John Woodward, chief executive, said the new council would not be hamstrung by the arcane rules which restricted the Arts Council's lottery film board to giving money to productions that would not otherwise be made.

The lottery principle of "additionality" - which in effect filtered out those films that stood a chance of making money, by insisting that lottery funds should be in addition to existing public spending - was the first thing to go when the council was first mooted by Mr Smith.

Mr Woodward said the council wanted to be in at the beginning of projects where it could exercise the most leverage from its initial investment.

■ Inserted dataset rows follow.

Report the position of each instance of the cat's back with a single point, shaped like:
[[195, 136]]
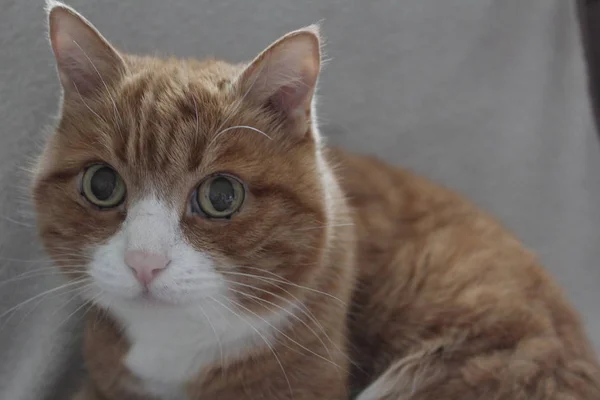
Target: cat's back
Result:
[[434, 269]]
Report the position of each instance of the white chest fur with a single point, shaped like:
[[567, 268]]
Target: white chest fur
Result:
[[170, 346]]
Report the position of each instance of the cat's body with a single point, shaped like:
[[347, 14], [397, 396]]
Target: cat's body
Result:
[[230, 255]]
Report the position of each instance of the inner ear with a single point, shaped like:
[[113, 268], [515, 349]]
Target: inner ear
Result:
[[284, 77], [86, 62]]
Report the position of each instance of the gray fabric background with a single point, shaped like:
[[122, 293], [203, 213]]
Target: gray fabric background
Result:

Mr Parker, the chairman, said the key was to bring on screenwriters and industry executives.

"The measures we are announcing are geared to specific priorities which must be addressed if we want the basis for a real industry producing stronger films."

Lottery losers at box office

• Stephen Poliakoff's Food of Love cost £2.1m to make (£800,000 from the lottery) but made only £1,507 at the box office.

• The Secret Laughter of Women, starring Colin Firth, cost £3.3m but took just £2,832 after getting a lottery of grant of just less than £1m.

• Los Angeles Without a Map cost £4.9m - £870,000 of which was from the lottery - but took only £ 3,641 here.

• The Last Yellow got a £500,000 lottery grant but took less than £5,000 at the box office.

• A Kind of Hush created a kind of hush by taking £5,800 despite a lottery investment of £750,000.

• The Slab Boys made £16,000 from £500,000 given by the Scottish Arts Council.